Livro enviado pelo autor.

Nilto Maciel (As Irreversíveis Lavas do Vesúvio)


Nunca consegui esquecer essa mulher que se grudou em meus olhos feito uma cegueira e tomou o lugar de todas as outras. De minha mãe, das santas de papel e gesso, das mocinhas fugidias, das heroínas dos compêndios de História, das personagens de ro­mances, das vedetes do cinema, das cantoras mortas, daquela com quem vivi quase uma vida. Dentro de mim, essa mulher ora me acalanta, ora me espreita, ora me sufoca. Doutras feitas, ora se mostra engrandecida, ora se faz sofrida, ora se enche de vida. Mais além é mero fulgor de sons, quando não me reclama ou não me espanta.

Depois de tanto tempo, agora, é como se eu e ela fôssemos o mito eterno e incriado de uma dor indefinível frente ao deses­pero ilimitado. No sonho, na vigília, na dimensão incompreen­dida da recriação.

Examinei-lhe o cadáver e persiste ainda em mim a vaga noção de tê-la viva – a mesma criatura daquele único, passageiro e casual encontro. Como se nos víssemos para além da vida e da morte – mitificados.

Seu corpo desfigurado pelo fogo me apavorou sempre, naquele dia, depois, agora. A mim, acostumado a conviver com mortos vindos das mais variadas formas de morrer. Não por re­encontrá-la defunta, semicarbonizada, mas por tê-la conhecido.

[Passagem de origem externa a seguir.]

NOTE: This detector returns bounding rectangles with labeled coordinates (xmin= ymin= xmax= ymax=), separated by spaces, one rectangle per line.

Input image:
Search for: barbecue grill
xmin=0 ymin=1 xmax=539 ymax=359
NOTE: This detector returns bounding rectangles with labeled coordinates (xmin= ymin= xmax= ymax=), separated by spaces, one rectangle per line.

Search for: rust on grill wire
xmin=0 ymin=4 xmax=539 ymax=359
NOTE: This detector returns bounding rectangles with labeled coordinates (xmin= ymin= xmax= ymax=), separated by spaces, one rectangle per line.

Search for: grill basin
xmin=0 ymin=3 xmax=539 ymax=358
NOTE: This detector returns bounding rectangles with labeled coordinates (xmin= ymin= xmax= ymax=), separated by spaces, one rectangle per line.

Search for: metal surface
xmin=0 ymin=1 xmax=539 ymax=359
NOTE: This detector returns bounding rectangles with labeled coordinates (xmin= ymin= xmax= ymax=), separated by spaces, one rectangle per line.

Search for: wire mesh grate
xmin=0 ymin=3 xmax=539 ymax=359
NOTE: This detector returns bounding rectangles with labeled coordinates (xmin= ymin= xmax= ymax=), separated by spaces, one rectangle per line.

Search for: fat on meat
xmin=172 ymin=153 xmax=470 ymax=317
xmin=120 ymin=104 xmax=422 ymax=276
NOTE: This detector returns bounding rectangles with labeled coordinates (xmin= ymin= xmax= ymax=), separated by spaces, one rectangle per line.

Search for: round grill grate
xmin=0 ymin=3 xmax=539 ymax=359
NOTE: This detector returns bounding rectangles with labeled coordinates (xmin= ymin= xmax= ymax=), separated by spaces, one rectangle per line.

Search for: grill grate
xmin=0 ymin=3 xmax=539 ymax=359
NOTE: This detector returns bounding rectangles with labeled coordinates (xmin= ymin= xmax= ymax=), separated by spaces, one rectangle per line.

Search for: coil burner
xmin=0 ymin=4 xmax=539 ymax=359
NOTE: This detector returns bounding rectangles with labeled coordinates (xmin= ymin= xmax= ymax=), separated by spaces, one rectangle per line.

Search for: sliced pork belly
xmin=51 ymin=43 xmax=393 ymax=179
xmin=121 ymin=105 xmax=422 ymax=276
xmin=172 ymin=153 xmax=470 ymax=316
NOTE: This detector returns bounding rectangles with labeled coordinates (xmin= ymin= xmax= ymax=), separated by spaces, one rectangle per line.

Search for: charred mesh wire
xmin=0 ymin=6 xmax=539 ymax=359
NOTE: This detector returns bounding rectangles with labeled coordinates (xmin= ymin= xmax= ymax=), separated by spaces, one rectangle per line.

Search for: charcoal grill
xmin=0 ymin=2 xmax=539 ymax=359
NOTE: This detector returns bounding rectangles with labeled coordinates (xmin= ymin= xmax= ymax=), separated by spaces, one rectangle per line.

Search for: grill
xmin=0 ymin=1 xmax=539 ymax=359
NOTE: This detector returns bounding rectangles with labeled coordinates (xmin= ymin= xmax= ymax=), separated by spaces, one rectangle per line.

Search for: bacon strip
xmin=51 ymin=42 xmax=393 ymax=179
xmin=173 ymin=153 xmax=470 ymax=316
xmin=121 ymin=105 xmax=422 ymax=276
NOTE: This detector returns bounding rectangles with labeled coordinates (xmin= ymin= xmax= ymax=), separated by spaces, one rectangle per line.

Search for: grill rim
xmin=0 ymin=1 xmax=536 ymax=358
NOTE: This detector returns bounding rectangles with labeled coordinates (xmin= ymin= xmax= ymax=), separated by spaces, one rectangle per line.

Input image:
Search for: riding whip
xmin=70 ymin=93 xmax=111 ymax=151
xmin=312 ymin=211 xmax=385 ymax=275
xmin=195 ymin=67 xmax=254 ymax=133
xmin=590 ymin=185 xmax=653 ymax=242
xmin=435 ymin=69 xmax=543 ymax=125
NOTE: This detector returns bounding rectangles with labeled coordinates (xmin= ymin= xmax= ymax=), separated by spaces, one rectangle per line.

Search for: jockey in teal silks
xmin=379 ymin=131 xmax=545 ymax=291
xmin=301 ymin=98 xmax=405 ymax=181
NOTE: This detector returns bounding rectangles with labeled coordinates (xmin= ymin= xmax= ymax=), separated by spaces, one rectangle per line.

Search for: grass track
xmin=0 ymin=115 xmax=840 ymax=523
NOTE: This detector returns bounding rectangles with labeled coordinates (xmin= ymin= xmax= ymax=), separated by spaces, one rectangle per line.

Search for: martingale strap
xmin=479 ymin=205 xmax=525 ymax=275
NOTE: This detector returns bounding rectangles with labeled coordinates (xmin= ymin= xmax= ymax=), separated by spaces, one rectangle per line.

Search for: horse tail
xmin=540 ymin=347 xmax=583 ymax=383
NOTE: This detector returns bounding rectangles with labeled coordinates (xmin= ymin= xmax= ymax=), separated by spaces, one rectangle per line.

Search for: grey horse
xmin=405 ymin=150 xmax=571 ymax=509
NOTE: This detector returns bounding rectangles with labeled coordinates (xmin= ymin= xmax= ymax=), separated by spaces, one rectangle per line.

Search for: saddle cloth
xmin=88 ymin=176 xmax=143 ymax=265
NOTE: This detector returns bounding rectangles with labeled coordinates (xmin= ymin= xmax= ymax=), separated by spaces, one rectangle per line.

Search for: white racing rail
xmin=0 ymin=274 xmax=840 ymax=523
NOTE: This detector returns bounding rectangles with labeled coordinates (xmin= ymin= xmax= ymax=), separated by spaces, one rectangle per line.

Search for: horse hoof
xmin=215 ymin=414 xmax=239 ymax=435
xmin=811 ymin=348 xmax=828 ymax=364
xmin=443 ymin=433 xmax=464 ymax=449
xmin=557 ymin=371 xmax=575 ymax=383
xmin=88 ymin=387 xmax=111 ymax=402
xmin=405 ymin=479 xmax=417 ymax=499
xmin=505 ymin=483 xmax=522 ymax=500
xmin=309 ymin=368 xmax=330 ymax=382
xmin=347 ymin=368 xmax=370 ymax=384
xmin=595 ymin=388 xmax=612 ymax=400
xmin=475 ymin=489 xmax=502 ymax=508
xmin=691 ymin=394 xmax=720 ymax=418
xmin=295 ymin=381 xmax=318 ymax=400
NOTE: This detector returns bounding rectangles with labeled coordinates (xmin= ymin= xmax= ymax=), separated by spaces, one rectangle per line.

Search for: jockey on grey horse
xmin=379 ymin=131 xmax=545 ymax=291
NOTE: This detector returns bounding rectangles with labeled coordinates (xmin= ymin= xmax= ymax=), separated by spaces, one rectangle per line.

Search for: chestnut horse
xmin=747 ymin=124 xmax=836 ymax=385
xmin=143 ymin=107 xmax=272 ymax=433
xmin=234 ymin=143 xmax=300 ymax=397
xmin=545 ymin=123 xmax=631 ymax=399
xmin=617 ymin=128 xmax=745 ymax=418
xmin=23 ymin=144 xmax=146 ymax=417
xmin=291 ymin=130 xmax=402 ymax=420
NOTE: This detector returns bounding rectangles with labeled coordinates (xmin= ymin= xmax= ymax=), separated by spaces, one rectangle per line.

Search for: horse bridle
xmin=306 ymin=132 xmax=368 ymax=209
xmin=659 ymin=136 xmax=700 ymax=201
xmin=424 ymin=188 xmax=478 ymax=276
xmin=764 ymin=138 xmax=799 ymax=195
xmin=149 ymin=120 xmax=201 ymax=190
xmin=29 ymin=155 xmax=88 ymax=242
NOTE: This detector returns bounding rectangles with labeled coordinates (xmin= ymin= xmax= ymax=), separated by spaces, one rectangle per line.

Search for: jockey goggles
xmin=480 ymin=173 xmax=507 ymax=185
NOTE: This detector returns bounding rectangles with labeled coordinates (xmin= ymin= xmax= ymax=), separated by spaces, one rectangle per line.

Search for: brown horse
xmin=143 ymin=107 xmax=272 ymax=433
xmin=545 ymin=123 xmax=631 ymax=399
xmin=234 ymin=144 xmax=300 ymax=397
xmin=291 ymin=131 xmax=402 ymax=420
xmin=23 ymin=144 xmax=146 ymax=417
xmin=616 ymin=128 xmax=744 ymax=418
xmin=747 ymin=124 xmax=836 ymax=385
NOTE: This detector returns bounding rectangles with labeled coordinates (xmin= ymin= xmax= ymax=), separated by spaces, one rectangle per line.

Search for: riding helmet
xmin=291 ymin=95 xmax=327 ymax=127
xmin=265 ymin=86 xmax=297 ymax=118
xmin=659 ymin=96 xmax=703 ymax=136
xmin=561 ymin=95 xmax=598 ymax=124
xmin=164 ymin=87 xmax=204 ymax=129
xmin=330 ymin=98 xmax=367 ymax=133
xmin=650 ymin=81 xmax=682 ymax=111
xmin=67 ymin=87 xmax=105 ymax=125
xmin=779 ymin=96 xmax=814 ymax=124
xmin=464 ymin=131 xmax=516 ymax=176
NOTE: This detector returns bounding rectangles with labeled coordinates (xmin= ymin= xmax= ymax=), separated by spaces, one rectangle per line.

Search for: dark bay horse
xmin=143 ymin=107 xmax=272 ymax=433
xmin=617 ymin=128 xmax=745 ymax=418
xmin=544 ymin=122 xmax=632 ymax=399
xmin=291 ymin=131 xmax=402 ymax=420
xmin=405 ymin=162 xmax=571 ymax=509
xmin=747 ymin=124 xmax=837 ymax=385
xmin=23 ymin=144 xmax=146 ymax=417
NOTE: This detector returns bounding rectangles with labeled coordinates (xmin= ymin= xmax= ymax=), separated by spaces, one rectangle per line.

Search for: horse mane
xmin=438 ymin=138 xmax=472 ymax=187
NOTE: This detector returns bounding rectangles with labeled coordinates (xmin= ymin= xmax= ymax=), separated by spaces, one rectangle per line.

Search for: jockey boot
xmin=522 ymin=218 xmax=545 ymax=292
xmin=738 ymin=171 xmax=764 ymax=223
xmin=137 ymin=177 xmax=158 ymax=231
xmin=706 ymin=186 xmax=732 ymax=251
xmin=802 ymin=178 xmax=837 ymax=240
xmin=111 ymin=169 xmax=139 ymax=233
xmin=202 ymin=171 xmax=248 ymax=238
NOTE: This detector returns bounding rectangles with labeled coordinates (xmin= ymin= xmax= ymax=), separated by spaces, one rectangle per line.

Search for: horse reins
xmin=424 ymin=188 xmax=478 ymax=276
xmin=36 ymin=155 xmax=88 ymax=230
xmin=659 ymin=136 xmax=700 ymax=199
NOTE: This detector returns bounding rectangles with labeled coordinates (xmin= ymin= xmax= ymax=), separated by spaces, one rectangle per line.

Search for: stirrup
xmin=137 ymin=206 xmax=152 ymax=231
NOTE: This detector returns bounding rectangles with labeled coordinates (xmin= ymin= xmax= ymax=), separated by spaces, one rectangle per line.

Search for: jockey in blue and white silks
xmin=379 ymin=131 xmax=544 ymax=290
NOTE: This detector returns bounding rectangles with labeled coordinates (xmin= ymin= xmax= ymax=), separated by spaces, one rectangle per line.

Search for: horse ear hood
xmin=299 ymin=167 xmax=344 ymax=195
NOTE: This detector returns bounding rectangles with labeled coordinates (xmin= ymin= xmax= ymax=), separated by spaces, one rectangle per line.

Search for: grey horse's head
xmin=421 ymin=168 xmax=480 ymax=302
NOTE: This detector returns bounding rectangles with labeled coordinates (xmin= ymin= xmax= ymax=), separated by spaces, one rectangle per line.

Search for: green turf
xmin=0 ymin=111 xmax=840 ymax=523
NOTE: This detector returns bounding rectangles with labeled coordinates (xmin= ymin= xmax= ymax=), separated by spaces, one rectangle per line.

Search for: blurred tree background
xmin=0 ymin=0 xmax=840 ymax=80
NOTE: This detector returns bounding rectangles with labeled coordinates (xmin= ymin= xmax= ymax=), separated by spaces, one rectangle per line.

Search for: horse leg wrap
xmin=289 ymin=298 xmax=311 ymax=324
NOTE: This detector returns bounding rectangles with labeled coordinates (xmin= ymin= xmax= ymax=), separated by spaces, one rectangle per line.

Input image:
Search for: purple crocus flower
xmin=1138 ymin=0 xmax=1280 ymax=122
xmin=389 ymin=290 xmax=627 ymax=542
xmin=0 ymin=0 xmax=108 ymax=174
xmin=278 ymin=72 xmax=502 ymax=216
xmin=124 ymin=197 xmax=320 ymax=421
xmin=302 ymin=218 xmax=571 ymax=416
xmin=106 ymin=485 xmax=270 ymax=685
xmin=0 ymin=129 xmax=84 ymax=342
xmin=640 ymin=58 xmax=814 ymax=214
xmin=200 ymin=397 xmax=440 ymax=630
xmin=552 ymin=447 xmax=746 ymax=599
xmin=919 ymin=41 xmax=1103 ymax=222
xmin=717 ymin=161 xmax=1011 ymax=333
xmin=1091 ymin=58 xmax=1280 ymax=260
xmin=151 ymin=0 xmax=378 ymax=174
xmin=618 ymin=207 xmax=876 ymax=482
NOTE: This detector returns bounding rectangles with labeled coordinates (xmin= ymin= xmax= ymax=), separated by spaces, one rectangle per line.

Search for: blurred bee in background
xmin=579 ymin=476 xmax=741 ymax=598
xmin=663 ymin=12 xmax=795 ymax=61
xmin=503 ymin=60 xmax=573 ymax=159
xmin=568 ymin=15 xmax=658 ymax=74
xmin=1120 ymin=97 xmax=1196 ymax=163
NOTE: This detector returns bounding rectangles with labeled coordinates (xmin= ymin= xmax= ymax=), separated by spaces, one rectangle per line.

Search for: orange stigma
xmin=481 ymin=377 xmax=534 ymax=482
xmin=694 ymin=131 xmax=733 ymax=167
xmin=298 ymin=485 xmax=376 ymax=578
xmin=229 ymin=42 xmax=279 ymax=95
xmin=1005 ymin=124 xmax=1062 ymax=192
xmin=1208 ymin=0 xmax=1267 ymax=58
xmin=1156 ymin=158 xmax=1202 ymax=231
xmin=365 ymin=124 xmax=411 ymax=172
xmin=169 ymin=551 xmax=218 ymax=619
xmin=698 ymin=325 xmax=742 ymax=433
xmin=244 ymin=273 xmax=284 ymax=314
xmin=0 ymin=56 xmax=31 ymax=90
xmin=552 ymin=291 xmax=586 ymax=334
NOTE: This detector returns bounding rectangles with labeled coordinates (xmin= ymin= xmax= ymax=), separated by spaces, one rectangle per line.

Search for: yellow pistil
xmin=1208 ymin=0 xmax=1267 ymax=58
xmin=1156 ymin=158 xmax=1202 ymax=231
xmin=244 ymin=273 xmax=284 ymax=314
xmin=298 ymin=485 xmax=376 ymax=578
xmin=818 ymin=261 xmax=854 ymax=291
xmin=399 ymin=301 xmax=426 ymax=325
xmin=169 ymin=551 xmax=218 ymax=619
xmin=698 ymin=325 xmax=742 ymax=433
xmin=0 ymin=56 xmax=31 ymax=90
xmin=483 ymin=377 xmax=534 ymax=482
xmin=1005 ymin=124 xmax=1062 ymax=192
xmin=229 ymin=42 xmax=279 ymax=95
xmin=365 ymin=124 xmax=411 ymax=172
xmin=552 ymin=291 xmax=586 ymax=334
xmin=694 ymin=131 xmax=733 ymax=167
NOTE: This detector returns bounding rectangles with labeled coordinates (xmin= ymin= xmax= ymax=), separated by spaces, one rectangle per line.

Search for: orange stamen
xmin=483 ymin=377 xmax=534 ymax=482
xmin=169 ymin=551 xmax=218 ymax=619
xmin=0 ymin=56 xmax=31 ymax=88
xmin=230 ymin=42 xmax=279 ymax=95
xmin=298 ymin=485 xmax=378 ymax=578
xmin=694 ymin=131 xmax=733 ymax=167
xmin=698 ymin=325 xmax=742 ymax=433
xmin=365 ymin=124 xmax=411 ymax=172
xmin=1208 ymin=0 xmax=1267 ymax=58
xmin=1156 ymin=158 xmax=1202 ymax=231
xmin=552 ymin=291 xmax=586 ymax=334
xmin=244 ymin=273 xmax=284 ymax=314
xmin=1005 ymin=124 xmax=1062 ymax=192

Desvendei-lhe a vida, do embrião à sepultura, numa investigação de celerado. Como se chamava, onde e com quem vivia, o que fazia e deixava de fazer, seus brinquedos, suas manias, seu jeito. Anos e anos dedicado a uma criatura sem biografia. E nada daquilo importava, a não ser para rebuscá-la inutilmente. Qual a importância de seu relacionamento com aqueles cabe­ludos que vagavam por ruas e estradas? Que significado tem a sua pouca fala sobre paz e amor, os hindus, Sidarta?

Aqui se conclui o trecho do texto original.